JAAS to implement class level or method level Authorization in a Desktop App
Vivek K Gupta
Joined: Oct 24, 2009
I am a student and I am trying to develop a role based Java desktop application for my project using Aspect Oriented Programming (AspectJ). After doing some research, I found that JAAS provides user based authorization. I have gone through some of the online materials and have successfully managed to get authentication bit working. The application so far asks for username and password (using sun's DialogCallbackHandler) and validates it against the username and password stored in a database (had to implement a new login module to add this functionality as this is not provided by sun's existing login modules).
Now JAAS supports Principal based authorization and I am trying to implement class as well as method based authorization. In my application, I will have a class Student which is a GUI form (with various other GUI classes) which retrieves information of students present in the database. Now not every user should be able to view student records i.e. in one way should not be able to create an instance of the class Student. Again if user can view records then he/she may be allowed only to view the records and not update or delete any of them i.e. methods such as update or delete will not be accessible to the user. As for now I am struggling to implement Class based authorization and need some help in this. Once I can get this working then I can focus on Method level authorization.
Could anyone give me some pointers what I need to do in-order to implement class or method level authorization (whichever is easier) or any-resource which might help me in this.
Please remember that this is a desktop application and not web application.
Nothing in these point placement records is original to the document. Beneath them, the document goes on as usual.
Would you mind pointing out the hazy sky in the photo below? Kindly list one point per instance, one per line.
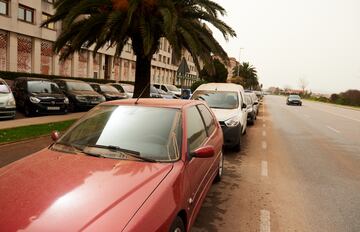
(286, 40)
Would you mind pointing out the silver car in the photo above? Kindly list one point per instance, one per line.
(7, 101)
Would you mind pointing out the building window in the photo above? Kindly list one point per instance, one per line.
(4, 7)
(26, 14)
(24, 54)
(46, 57)
(49, 25)
(3, 50)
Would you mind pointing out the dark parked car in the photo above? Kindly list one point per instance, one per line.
(81, 95)
(294, 100)
(123, 167)
(39, 96)
(7, 101)
(108, 91)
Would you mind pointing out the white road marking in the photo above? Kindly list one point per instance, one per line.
(264, 145)
(339, 115)
(264, 168)
(333, 129)
(264, 221)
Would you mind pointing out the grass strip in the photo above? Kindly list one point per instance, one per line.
(32, 131)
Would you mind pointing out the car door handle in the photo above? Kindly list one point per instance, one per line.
(191, 201)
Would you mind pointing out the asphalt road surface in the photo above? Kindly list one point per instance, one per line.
(299, 170)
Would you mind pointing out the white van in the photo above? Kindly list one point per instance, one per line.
(228, 104)
(7, 101)
(169, 89)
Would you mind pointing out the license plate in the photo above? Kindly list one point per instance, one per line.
(53, 108)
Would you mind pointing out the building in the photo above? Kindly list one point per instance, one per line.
(26, 47)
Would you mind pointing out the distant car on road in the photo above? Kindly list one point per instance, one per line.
(124, 88)
(293, 99)
(255, 100)
(108, 91)
(228, 104)
(122, 167)
(7, 101)
(169, 88)
(39, 96)
(81, 95)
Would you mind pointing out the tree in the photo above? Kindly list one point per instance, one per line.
(104, 23)
(219, 74)
(248, 73)
(303, 83)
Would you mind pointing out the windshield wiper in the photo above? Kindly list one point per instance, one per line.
(134, 154)
(74, 148)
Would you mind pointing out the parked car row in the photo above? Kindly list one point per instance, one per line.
(114, 171)
(34, 96)
(128, 165)
(233, 108)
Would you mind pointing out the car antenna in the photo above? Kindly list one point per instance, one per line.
(142, 92)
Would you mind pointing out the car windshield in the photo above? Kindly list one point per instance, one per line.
(108, 88)
(172, 88)
(128, 127)
(118, 87)
(295, 97)
(42, 87)
(78, 86)
(4, 88)
(218, 99)
(128, 88)
(153, 89)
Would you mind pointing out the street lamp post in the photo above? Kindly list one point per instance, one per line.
(238, 74)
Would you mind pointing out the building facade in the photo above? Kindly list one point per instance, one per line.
(27, 47)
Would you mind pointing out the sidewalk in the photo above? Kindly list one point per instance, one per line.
(38, 120)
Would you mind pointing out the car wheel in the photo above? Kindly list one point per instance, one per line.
(237, 146)
(177, 225)
(27, 111)
(220, 169)
(71, 107)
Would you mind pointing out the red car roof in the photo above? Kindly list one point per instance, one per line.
(168, 103)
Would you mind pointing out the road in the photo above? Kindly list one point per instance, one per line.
(298, 171)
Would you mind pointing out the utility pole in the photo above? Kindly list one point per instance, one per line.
(238, 74)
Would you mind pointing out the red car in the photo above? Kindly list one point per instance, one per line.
(124, 166)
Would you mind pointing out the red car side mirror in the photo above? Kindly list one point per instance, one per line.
(55, 135)
(204, 152)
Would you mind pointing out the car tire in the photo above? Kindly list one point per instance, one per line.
(27, 111)
(71, 107)
(237, 146)
(177, 225)
(220, 169)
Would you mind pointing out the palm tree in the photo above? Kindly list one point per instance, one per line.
(248, 74)
(99, 23)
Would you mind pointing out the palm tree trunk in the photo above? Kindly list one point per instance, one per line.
(142, 77)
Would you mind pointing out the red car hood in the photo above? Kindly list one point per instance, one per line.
(52, 191)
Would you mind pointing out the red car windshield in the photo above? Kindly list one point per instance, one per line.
(153, 133)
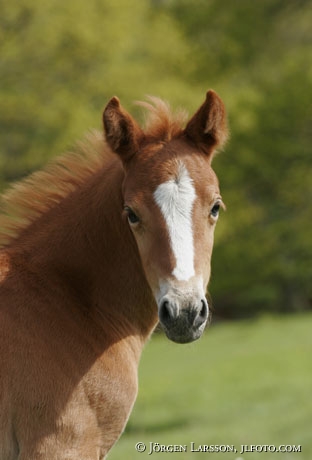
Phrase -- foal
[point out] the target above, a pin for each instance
(95, 250)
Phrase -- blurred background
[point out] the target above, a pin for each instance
(61, 61)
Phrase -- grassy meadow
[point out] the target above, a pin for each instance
(244, 383)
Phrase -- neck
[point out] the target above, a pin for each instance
(85, 248)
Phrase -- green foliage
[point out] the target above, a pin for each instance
(244, 382)
(61, 61)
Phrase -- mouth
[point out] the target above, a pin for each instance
(181, 332)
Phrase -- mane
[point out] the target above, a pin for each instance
(28, 199)
(160, 122)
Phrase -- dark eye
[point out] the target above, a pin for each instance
(215, 210)
(132, 217)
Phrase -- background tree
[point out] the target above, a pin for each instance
(61, 61)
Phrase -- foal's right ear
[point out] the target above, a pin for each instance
(122, 132)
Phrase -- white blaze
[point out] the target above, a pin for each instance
(175, 199)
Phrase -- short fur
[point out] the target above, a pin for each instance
(78, 282)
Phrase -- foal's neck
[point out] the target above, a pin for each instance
(85, 247)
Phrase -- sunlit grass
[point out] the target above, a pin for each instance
(242, 383)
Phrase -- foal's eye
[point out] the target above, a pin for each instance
(215, 210)
(132, 217)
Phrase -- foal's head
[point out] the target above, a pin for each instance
(171, 201)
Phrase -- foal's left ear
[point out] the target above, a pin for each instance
(122, 132)
(208, 127)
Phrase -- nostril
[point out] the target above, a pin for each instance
(164, 312)
(202, 314)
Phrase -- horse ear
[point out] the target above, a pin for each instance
(121, 130)
(208, 127)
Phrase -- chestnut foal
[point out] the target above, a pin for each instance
(96, 249)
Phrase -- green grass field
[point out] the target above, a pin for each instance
(244, 383)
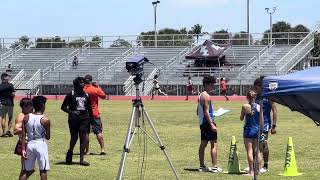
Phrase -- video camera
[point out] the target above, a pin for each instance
(135, 64)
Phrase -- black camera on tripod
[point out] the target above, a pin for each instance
(135, 64)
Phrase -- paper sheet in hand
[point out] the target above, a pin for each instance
(220, 112)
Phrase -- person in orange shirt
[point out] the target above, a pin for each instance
(223, 88)
(95, 92)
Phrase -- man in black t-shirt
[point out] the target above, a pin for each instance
(78, 106)
(6, 104)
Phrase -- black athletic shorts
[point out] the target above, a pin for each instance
(207, 134)
(79, 123)
(96, 125)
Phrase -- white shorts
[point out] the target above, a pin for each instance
(37, 149)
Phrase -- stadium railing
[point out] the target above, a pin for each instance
(283, 65)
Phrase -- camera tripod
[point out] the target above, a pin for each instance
(137, 112)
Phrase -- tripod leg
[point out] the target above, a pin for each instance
(127, 143)
(159, 141)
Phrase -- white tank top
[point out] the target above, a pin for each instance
(35, 130)
(200, 112)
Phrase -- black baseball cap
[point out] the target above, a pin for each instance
(88, 77)
(5, 76)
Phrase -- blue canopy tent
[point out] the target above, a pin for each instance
(300, 91)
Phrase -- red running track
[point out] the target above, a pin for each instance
(157, 98)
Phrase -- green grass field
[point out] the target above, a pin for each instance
(178, 128)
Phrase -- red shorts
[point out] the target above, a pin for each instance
(189, 88)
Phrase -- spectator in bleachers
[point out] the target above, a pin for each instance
(78, 106)
(190, 88)
(223, 88)
(7, 93)
(75, 62)
(95, 92)
(156, 87)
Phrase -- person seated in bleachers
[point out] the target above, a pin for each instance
(9, 68)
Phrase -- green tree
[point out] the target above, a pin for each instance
(315, 52)
(197, 30)
(278, 33)
(120, 43)
(78, 43)
(221, 37)
(241, 38)
(55, 42)
(166, 38)
(95, 41)
(23, 40)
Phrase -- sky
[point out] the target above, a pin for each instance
(36, 18)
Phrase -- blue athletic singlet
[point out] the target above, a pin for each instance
(251, 125)
(201, 117)
(266, 113)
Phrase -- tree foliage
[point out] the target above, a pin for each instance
(23, 40)
(221, 37)
(165, 38)
(95, 41)
(120, 43)
(279, 35)
(78, 43)
(55, 42)
(196, 29)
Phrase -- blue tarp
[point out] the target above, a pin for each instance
(300, 91)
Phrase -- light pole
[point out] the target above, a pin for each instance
(270, 12)
(248, 21)
(155, 3)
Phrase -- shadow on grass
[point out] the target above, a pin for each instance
(191, 169)
(91, 154)
(68, 164)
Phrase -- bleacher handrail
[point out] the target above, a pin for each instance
(34, 81)
(85, 48)
(178, 58)
(293, 49)
(296, 53)
(128, 85)
(148, 84)
(65, 60)
(11, 53)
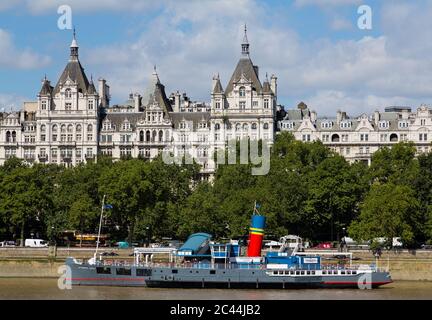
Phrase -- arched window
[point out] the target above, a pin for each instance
(394, 137)
(335, 138)
(68, 93)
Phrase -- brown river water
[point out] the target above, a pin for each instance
(47, 289)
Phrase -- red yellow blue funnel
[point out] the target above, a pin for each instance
(256, 235)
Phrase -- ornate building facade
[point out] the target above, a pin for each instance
(357, 138)
(72, 122)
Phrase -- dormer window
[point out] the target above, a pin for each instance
(327, 125)
(126, 126)
(68, 93)
(383, 124)
(403, 124)
(346, 124)
(242, 92)
(106, 125)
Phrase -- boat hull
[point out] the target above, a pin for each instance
(235, 278)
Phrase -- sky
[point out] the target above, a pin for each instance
(314, 47)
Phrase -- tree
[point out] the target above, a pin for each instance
(389, 210)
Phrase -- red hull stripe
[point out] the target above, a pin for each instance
(354, 282)
(104, 279)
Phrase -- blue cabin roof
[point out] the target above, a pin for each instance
(195, 241)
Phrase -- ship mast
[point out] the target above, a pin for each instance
(100, 226)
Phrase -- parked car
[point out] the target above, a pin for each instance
(7, 243)
(426, 246)
(36, 243)
(323, 245)
(109, 254)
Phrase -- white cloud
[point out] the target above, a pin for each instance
(10, 102)
(13, 57)
(338, 24)
(353, 75)
(325, 3)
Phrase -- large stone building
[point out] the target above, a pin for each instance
(357, 138)
(73, 122)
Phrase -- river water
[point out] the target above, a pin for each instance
(47, 289)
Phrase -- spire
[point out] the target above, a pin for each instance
(74, 47)
(245, 44)
(155, 76)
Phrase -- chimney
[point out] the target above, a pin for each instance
(273, 84)
(177, 101)
(313, 116)
(256, 71)
(338, 116)
(376, 117)
(103, 92)
(137, 101)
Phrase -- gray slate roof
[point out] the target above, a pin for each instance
(244, 66)
(75, 72)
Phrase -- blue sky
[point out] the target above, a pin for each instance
(314, 47)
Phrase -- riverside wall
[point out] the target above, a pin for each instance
(44, 262)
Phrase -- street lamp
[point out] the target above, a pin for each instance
(148, 236)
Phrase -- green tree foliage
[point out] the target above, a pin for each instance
(389, 210)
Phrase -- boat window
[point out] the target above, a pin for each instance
(103, 270)
(143, 272)
(123, 271)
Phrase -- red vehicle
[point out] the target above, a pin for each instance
(324, 245)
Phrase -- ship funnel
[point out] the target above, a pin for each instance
(256, 234)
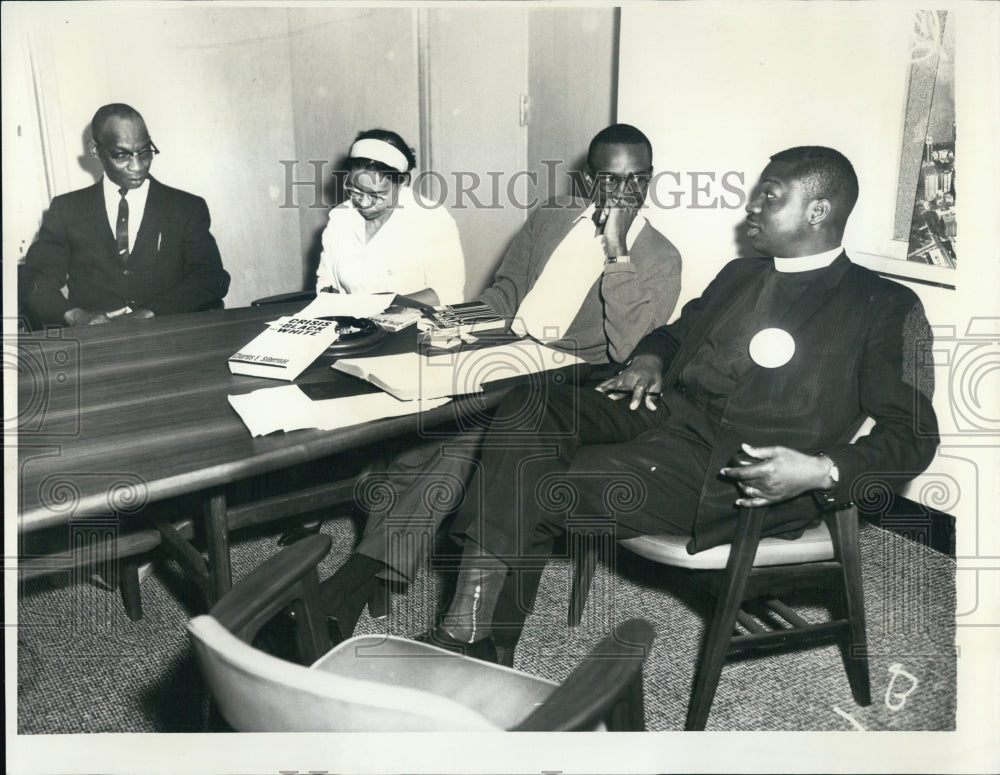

Looking forward to your reply.
Many Thanks for your help.
Joined: Mar 22, 2005
Welcome to JavaRanch.
I'm not certain that class-based or method-based authorization makes much sense. While there are sure to be some classes/methods that should only be called for users with particular privileges, it's more common that a given class/method handles all users and makes explicit distinctions in the code based on the user Principal.
If nonetheless you want to prevent some methods to be entered at all, then that can probably be accomplished using AspectJ with "before" advice that throws an exception if a non-privileged user is running the app. The Principal would need to be passed to the method in question, though, so that the advice method has access to it.